Connecting the Bay of Bengal and the South China Sea : A Scaler View from the River, 1850–1945

Saturday, January 7, 2017: 1:50 PM
Centennial Ballroom F (Hyatt Regency Denver)
Iftekhar Iqbal, Universiti Brunei Darussalam
Although flanked by the Bay of Bengal and the South China Sea, mainland Southeast Asia sees more of its territories under the sway of the river than of the ocean. The port cities act as hubs of horizontal connectivity across the coastal rims, yet looking from the vantage point of the river, the region’s economic and cultural spaces are also informed by the way rivers provided mobilities of people, products and transregional imagination across the territories that connect the two seas. The port cities of Rangoon or Hong Kong, for example, acted as a great network of connectivity and mobility around the coastal rim across the mingled water of the Pacific and the Indian Ocean, but the rivers Irrawaddy and Pearl carried coastal influence deep inside the mainland in myriad directions.
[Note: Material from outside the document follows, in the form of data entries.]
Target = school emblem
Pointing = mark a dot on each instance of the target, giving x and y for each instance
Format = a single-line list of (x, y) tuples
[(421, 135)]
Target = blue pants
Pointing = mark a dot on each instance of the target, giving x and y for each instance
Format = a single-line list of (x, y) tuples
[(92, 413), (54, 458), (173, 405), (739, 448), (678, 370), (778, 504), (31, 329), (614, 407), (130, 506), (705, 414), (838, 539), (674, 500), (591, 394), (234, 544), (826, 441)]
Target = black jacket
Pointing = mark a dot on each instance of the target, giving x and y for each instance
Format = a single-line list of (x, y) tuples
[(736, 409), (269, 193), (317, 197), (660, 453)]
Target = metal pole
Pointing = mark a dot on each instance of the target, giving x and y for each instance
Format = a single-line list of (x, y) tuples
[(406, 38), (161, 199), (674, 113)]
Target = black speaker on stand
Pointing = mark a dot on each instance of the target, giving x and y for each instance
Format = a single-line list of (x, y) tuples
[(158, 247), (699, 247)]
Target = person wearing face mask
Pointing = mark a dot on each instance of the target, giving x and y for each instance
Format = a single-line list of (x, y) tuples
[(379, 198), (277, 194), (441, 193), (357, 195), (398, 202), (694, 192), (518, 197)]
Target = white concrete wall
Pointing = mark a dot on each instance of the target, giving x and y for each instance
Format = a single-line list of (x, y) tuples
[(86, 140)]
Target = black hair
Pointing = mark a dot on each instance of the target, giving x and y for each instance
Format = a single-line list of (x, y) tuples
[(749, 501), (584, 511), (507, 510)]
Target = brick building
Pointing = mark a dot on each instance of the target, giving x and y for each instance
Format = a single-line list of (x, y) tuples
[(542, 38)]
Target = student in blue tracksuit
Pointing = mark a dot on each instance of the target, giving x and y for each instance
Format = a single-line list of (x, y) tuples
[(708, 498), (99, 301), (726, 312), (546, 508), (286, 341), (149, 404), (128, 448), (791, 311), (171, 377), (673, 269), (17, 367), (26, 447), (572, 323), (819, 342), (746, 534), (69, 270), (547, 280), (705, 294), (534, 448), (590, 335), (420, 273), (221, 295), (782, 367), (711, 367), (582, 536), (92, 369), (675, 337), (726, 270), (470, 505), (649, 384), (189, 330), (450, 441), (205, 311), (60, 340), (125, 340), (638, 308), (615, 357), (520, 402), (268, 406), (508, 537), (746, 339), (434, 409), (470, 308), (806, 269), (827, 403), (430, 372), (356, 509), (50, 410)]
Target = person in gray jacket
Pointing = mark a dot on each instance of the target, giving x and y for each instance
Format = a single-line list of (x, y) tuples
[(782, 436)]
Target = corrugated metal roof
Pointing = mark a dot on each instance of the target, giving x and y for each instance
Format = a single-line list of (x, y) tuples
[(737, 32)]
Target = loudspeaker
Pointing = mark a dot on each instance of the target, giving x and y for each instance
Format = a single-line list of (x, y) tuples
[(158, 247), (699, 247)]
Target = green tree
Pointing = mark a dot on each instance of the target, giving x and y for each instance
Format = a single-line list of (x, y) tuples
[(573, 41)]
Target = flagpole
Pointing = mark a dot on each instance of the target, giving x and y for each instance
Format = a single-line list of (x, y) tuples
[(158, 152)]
How do we measure the economic and cultural entanglement on the scale of the river while considering the implications of the important oceanic spaces? My paper argues that locating South China Sea as a distinct yet tangled cultural and economic space requires as much attention to the rivers that lead to it as to the neighbouring oceanic waterbodies. In particular, the paper will track the mobility of transregional merchants, migrants and explorers who used the Brahmaputra, Irrawaddy, Salween, Mekong, Pearl and Yangtze rivers to reach further inland while also creating circulatory overland pathways that connected the Bay of Bengal with the South China Sea.